Mann et al.12 stratified risk of adverse effects of radiation for diagnostic studies. Less than 10 mGy (equivalent to 1 rad) was considered low risk, 10 to 250 mGy as intermediate risk, and over 250 mGy as high risk. In general, a single exposure for a plain radiograph results in an exposure of 2 mGy, whereas computed tomography (CT) may lead to an exposure of 5 mGy per slice and fluoroscopy as much as 10 mGy per minute. Exposure in the low category carries minimal risk of mutations. Though the risk of childhood cancers may be increased, the resultant risk remains less than 0.1%. In the intermediate category, specifically above 150 mGy, teratogenic effects may be seen. In the high category, the risk of teratogenic or carcinogenic effects increases significantly, perhaps to 2% to 3% above that of the normal population.

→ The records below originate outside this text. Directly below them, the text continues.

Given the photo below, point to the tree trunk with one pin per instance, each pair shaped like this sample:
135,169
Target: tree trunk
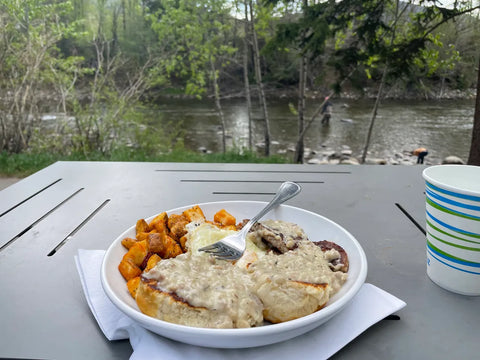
258,75
218,105
474,156
374,114
300,148
245,79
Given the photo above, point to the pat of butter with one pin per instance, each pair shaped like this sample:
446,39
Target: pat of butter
203,234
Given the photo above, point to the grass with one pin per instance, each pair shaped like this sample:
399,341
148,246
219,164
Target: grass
24,164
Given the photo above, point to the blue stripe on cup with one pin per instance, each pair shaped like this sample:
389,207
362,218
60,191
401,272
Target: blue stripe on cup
451,202
471,268
450,227
452,193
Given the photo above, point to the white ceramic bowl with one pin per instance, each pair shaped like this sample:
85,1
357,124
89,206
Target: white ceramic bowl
316,227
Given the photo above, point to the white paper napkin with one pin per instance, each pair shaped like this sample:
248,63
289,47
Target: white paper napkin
369,306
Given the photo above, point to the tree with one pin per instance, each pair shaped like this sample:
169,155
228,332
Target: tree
190,36
29,60
474,156
258,78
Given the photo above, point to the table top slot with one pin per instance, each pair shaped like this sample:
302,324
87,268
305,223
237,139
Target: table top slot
45,215
411,218
77,228
29,197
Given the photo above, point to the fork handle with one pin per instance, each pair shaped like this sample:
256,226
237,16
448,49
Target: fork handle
285,192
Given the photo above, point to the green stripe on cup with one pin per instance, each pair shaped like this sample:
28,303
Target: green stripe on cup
445,210
447,255
454,236
453,244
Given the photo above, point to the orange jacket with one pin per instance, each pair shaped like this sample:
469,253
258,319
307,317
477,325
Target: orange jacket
418,151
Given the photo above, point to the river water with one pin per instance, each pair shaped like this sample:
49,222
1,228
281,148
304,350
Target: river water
443,127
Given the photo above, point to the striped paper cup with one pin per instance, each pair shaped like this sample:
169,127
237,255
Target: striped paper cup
453,227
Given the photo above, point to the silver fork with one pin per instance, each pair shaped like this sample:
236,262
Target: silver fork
233,246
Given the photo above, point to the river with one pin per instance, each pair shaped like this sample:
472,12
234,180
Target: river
444,127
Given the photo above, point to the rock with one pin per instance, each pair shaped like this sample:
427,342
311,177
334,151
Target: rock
374,161
453,160
350,161
317,161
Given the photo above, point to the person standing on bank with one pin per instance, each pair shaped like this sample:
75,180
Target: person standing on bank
420,153
326,111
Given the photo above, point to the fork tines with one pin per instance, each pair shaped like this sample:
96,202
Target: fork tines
222,251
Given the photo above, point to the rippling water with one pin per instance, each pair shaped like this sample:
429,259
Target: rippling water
444,127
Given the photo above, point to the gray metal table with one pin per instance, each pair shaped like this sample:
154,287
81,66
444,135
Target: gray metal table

The greatest exposure to the fetus occurs when it is in the direct beam of the radiograph. To minimize exposure, the lower abdomen and pelvis of the gravid patient can be shielded with lead. Typical radiation exposure for the shielded fetus during a maternal chest radiograph is less than 0.01 mGy. In contrast, a pelvic CT scan for which the fetus cannot be shielded is 20 to 80 mGy.13 The exact efficacy of shielding with lead during these examinations is unclear.